Re: [PATCH] KVM: x86/pmu: Introduce pmc->is_paused to reduce the call time of perf interfaces

Like Xu <like.xu.linux@xxxxxxxxx> · Thu, 29 Jul 2021 21:46:05 +0800

On 29/7/2021 8:58 pm, Peter Zijlstra wrote:
On Wed, Jul 28, 2021 at 08:07:05PM +0800, Like Xu wrote:
From: Like Xu <likexu@xxxxxxxxxxx>

Based on our observations, after any vm-exit associated with vPMU, there
are at least two or more perf interfaces to be called for guest counter
emulation, such as perf_event_{pause, read_value, period}(), and each one
will {lock, unlock} the same perf_event_ctx. The frequency of calls becomes
more severe when guest use counters in a multiplexed manner.

Holding a lock once and completing the KVM request operations in the perf
context would introduce a set of impractical new interfaces. So we can
further optimize the vPMU implementation by avoiding repeated calls to
these interfaces in the KVM context for at least one pattern:

After we call perf_event_pause() once, the event will be disabled and its
internal count will be reset to 0. So there is no need to pause it again
or read its value. Once the event is paused, event period will not be
updated until the next time it's resumed or reprogrammed. And there is
also no need to call perf_event_period twice for a non-running counter,
considering the perf_event for a running counter is never paused.

Based on this implementation, for the following common usage of
sampling 4 events using perf on a 4u8g guest:

   echo 0 > /proc/sys/kernel/watchdog
   echo 25 > /proc/sys/kernel/perf_cpu_time_max_percent
   echo 10000 > /proc/sys/kernel/perf_event_max_sample_rate
   echo 0 > /proc/sys/kernel/perf_cpu_time_max_percent
   for i in `seq 1 1 10`
   do
   taskset -c 0 perf record \
   -e cpu-cycles -e instructions -e branch-instructions -e cache-misses \
   /root/br_instr a
   done

the average latency of the guest NMI handler is reduced from
37646.7 ns to 32929.3 ns (~1.14x speed up) on the Intel ICX server.
Also, in addition to collecting more samples, no loss of sampling
accuracy was observed compared to before the optimization.

Signed-off-by: Like Xu <likexu@xxxxxxxxxxx>

Looks sane I suppose.

Acked-by: Peter Zijlstra (Intel) <peterz@xxxxxxxxxxxxx>

What kinds of VM-exits are the most common?

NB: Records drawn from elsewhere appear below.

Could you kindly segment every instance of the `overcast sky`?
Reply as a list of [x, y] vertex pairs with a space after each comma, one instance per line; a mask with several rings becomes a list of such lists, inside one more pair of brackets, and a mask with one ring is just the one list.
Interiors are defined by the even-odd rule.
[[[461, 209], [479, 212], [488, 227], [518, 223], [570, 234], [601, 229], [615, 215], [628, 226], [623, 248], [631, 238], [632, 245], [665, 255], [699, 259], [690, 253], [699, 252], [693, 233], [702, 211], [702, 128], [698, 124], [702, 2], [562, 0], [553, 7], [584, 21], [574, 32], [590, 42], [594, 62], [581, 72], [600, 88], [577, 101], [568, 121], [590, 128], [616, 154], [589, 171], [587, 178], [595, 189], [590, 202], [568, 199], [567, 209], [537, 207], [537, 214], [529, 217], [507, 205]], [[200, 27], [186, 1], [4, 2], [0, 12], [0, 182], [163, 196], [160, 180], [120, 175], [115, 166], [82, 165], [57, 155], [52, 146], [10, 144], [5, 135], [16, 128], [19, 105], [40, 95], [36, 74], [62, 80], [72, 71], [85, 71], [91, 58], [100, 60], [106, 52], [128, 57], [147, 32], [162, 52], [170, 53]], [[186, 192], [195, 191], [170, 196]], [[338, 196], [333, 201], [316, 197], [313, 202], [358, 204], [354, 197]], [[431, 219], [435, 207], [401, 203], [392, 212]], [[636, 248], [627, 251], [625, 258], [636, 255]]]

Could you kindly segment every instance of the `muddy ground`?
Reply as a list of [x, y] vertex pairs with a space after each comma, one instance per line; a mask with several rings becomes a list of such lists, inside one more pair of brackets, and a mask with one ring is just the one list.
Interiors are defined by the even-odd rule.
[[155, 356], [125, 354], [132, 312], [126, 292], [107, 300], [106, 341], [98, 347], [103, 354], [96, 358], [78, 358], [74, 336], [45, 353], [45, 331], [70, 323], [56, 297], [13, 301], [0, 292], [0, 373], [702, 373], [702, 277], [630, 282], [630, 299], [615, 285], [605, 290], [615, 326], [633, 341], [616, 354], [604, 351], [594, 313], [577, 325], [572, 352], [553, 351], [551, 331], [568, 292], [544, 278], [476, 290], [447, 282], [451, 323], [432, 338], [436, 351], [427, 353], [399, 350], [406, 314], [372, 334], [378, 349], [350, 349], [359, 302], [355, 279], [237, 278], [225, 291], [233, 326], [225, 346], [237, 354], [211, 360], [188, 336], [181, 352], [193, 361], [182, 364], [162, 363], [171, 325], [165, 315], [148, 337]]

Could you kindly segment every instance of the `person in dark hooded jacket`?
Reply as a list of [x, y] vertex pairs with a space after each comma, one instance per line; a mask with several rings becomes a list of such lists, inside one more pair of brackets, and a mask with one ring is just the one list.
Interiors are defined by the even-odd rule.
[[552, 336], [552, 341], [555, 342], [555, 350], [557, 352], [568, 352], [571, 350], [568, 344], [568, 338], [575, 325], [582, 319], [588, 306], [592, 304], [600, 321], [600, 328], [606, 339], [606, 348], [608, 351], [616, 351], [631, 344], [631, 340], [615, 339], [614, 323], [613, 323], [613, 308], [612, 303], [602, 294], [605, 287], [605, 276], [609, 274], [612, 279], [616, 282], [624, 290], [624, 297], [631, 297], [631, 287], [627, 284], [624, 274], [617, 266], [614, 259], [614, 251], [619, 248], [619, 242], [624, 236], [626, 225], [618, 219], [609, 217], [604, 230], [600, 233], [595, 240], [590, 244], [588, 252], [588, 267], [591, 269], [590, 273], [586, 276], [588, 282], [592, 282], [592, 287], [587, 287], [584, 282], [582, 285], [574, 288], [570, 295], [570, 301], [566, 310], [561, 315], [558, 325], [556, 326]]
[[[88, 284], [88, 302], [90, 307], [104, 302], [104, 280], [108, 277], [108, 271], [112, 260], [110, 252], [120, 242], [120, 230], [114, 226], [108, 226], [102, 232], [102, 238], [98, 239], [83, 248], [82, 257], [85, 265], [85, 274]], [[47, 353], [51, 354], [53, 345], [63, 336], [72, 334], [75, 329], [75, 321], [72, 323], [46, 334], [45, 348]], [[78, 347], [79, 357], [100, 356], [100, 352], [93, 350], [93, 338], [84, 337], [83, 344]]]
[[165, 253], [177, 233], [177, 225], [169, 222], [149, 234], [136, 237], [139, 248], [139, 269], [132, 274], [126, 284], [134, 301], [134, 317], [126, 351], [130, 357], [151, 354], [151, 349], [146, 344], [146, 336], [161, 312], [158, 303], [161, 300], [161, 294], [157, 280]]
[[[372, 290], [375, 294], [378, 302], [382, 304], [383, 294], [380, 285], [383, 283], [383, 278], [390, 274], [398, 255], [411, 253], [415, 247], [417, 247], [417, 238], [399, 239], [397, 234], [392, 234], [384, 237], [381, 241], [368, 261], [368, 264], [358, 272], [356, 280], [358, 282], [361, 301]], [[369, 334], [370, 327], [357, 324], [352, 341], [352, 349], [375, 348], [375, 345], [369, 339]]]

A typical vm-exit trace is as follows:

 146820 EXTERNAL_INTERRUPT
 126301 MSR_WRITE
  17009 MSR_READ
   9710 RDPMC
   7295 EXCEPTION_NMI
   2493 EPT_VIOLATION
   1357 EPT_MISCONFIG
    567 CPUID
    107 NMI_WINDOW
     59 IO_INSTRUCTION
      2 VMCALL

including the following kvm_msr trace:

  15822 msr_write, MSR_CORE_PERF_GLOBAL_CTRL
  14558 msr_read, MSR_CORE_PERF_GLOBAL_STATUS
   7315 msr_write, IA32_X2APIC_LVT_PMI
   7250 msr_write, MSR_CORE_PERF_GLOBAL_OVF_CTRL
   2922 msr_write, MSR_IA32_PMC0
   2912 msr_write, MSR_CORE_PERF_FIXED_CTR0
   2904 msr_write, MSR_CORE_PERF_FIXED_CTR1
   2390 msr_write, MSR_CORE_PERF_FIXED_CTR_CTRL
   2390 msr_read, MSR_CORE_PERF_FIXED_CTR_CTRL
   1195 msr_write, MSR_P6_EVNTSEL1
   1195 msr_write, MSR_P6_EVNTSEL0
    976 msr_write, MSR_IA32_PMC1
    618 msr_write, IA32_X2APIC_ICR

Due to the presence of a large number of msr accesses, the latency of
the guest PMI handler is still far from that of the host handler.

I have two rough ideas that could drastically reduce the vPMU overhead
for the third time:

- Add a new paravirtualized pmu guest driver that saves all msr latest
values to the static physical memory of each vcpu to achieve a reduced
number of vm-exits and also facilitate kvm emulation access;

- Bypass the host perf_event PMI callback injection path and inject
guest PMI directly after the EXCEPTION_N/PMI vm-exit; (For TDX guest)

Any negative comments or help with additional details are welcome.